Selon les sources réunies par la commune d’Issy les Moulineaux, la propriété où fut chantée la Pastorale (6) appartenait à René de la Haye, orfèvre du roi, et portait le nom de Petit Logis de Vaudétard, à l’emplacement de l’actuelle école Saint Nicolas. On peut donc supposer que Jean de la Haye n’avait pas vendu la totalité de son domaine et en avait conservé une partie, qui demeura dans la famille de la Haye.

René de la Haye était-il le même que celui qui réalisa, en 1623, la châsse de Saint-Éloi, qui fut exposée sous le maître-autel de la cathédrale de Noyon ? Sans doute pas, mais il est établi que les De la Haye était orfèvres de père en fils. En 1711, on trouve encore la trace d’un Pierre de la Haye, marchand orfèvre joaillier et graveur de sa Majesté, dont la fille épouse aussi un orfèvre.

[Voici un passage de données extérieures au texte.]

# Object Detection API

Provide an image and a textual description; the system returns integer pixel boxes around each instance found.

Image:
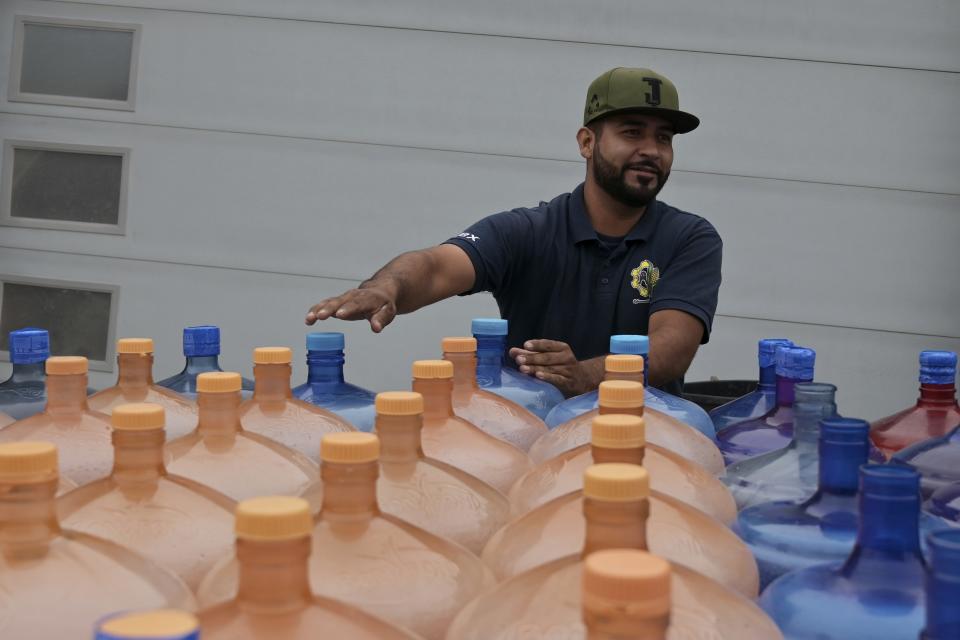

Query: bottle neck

[307,351,346,385]
[110,429,167,488]
[320,461,380,521]
[590,444,644,466]
[197,391,243,436]
[46,373,87,415]
[443,353,479,391]
[9,362,46,384]
[237,536,312,613]
[183,355,222,376]
[0,478,60,557]
[374,414,424,466]
[917,384,957,407]
[117,353,153,391]
[580,496,650,558]
[413,378,453,419]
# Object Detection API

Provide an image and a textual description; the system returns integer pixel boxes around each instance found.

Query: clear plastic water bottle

[710,338,793,431]
[293,332,376,432]
[157,325,253,400]
[471,318,563,420]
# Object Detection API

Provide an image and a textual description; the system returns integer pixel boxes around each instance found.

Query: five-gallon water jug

[760,464,924,640]
[481,463,759,598]
[0,356,113,485]
[447,465,782,640]
[710,338,793,431]
[509,414,737,524]
[166,372,319,500]
[0,442,195,640]
[57,404,236,589]
[90,338,197,440]
[870,351,960,457]
[890,424,960,497]
[717,345,817,465]
[471,318,563,420]
[305,391,510,554]
[530,380,723,473]
[293,332,375,431]
[443,338,547,451]
[721,382,837,509]
[157,325,253,400]
[240,347,354,462]
[413,360,533,493]
[920,530,960,640]
[199,497,417,640]
[93,609,200,640]
[199,432,493,638]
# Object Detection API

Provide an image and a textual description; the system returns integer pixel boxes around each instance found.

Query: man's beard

[593,145,670,207]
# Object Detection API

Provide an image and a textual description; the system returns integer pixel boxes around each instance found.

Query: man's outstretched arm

[305,244,476,333]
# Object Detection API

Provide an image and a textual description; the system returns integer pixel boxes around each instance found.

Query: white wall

[0,0,960,418]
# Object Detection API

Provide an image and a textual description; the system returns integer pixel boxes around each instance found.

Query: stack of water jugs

[0,319,960,640]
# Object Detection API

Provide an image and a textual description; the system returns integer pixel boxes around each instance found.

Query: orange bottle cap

[110,402,166,431]
[45,356,89,376]
[374,391,423,416]
[590,413,646,449]
[583,462,650,502]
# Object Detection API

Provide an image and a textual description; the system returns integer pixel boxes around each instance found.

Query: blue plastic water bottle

[717,345,817,465]
[471,318,563,420]
[920,529,960,640]
[293,332,377,432]
[710,338,793,432]
[760,464,925,640]
[156,325,253,400]
[0,327,50,420]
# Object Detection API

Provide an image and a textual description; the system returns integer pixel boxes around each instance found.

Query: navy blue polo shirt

[445,184,723,393]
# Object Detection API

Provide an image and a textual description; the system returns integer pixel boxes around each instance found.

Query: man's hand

[305,285,397,333]
[510,340,603,398]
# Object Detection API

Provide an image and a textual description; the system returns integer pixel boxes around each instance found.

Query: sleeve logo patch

[630,260,660,304]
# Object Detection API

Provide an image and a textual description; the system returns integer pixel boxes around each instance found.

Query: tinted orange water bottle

[0,442,195,640]
[0,356,113,484]
[90,338,197,440]
[57,403,235,589]
[530,376,724,474]
[413,360,532,492]
[509,413,737,524]
[167,372,319,500]
[443,338,547,451]
[240,347,354,462]
[447,464,783,640]
[198,497,416,640]
[482,463,760,598]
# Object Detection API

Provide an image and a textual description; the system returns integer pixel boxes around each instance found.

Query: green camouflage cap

[583,67,700,133]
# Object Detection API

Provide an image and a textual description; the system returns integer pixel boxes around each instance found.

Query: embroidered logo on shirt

[630,260,660,304]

On est donc enclin à privilégier l’hypothèse selon laquelle le propriétaire de la maison d’Issy où fut chantée la Pastorale était orfèvre du roi, comme le mentionne Charles Perrault. Mais que faire de l’hypothèse selon laquelle il était maître d’hôtel de la reine-mère ?

Un élément est apporté par l’examen des membres de la Maison de la reine-mère et de la reine. En 1663, on ne trouve aucun de la Haye comme maître d’hôtel dans la Maison de la Reine-mère. En revanche, on trouve dans la Maison de la reine Marie-Thérèse, un M. de Vaudetar servant comme maître d’hôtel par quartier (premier trimestre de l’année). Il est encore présent en 1674 et en 1683 sous le nom de M. de la Haye de Vaudétar (ou Vaudétard).

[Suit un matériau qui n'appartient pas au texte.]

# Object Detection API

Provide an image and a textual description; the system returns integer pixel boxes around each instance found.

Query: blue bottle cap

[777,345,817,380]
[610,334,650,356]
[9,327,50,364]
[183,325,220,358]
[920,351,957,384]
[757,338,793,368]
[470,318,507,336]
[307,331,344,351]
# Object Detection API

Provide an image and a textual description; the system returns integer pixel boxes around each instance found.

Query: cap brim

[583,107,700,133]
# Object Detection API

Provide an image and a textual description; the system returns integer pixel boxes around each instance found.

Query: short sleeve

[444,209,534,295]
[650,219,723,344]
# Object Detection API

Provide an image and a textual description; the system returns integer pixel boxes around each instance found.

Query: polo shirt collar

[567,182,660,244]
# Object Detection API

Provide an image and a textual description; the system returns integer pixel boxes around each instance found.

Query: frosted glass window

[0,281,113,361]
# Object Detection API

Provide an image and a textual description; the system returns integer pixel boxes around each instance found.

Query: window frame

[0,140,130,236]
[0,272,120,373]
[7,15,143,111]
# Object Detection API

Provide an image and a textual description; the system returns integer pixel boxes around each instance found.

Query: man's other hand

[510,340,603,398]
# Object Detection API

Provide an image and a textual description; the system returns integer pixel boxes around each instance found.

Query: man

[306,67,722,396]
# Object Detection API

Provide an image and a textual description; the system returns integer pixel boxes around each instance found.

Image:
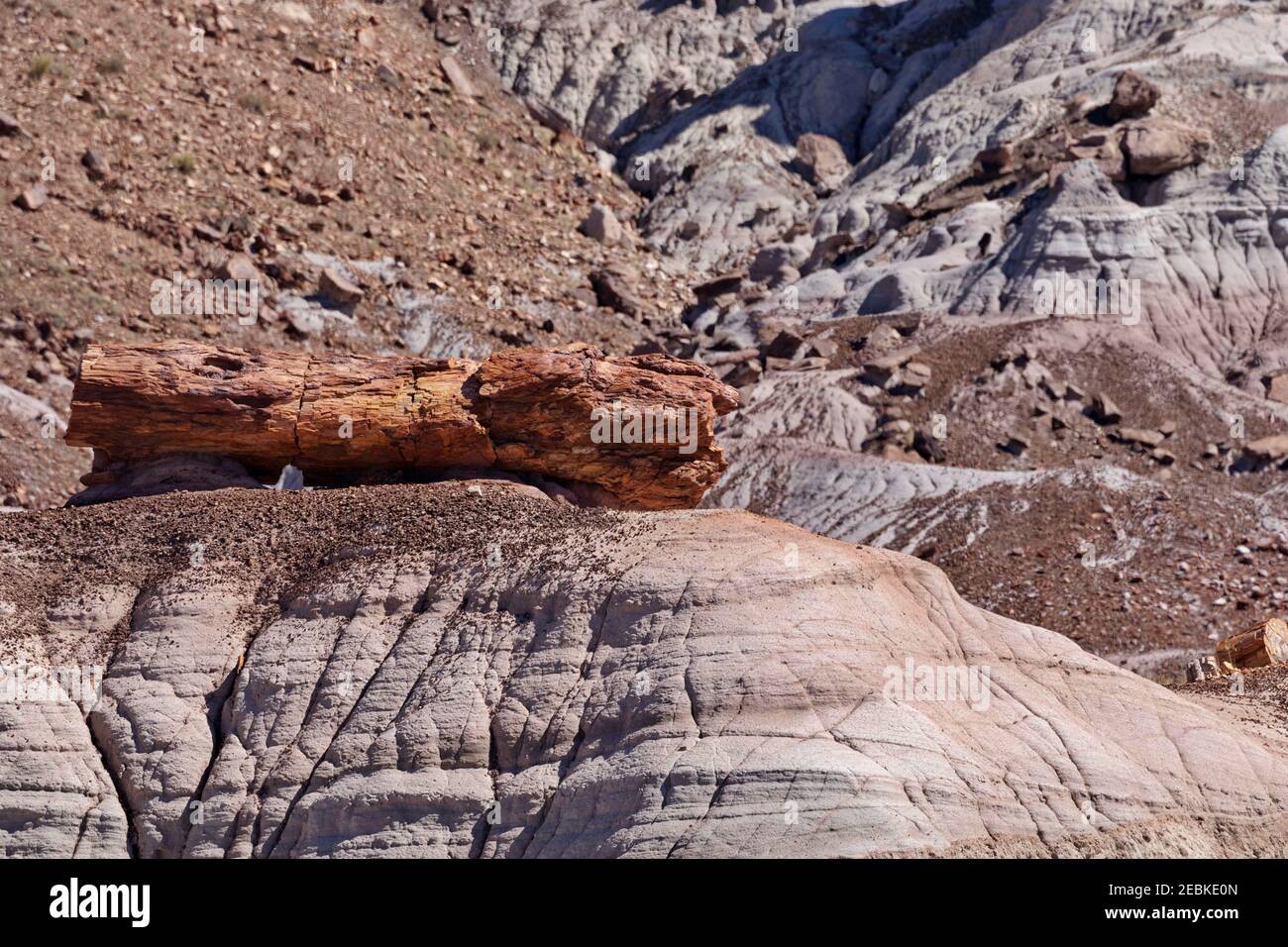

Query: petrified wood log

Il est regrettable qu’on ne dispose pas du détail de la Maison de la reine-mère avant le mariage de Louis XIV avec Marie-Thérèse d’Autriche. M. de Vaudétar peut très bien avoir été maître d’hôtel chez la reine-mère, puis passer au service de la reine. Par ailleurs, les états des Maisons de la reine ne mentionnent malheureusement pas les prénoms.

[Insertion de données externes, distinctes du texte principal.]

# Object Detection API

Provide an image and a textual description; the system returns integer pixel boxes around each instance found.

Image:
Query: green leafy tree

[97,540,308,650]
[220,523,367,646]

Faut-il trancher ? Pas forcément. Les cas abondent de personnages de la cour titulaires de plusieurs charges. M. de La Haye peut très bien avoir été orfèvre du Roi et maître d’hôtel d’Anne d’Autriche, puis de la Reine.

Reste à expliquer comment M. de La Haye fut conduit à héberger dans sa propriété d’Issy les représentations de la Pastorale de Perrin et Cambert. C’est une question que peu se sont posé, et qui n’a encore trouvé aucun début de réponse.

Jean-Claude Brenac – Mai 2011

 

(1) Les Vrais créateurs de l’opéra français – 1881

(2) Les Origines de l’opéra français – 1886

(3) Ces hommes qui ont fait l’opéra – 1984

(4) Les Créateurs de l’opéra français – 1930

(5) le fief de Vaudétard s’étendait autour de l’actuel hôpital Corentin Celton. Une rue Vaudétard en rappelle aujourd’hui l’existence.

(6) A noter que il existe aujourd’hui à Issy les Moulineaux, une rue de la Pastorale d’Issy, voie moderne ainsi baptisée en avril 1987.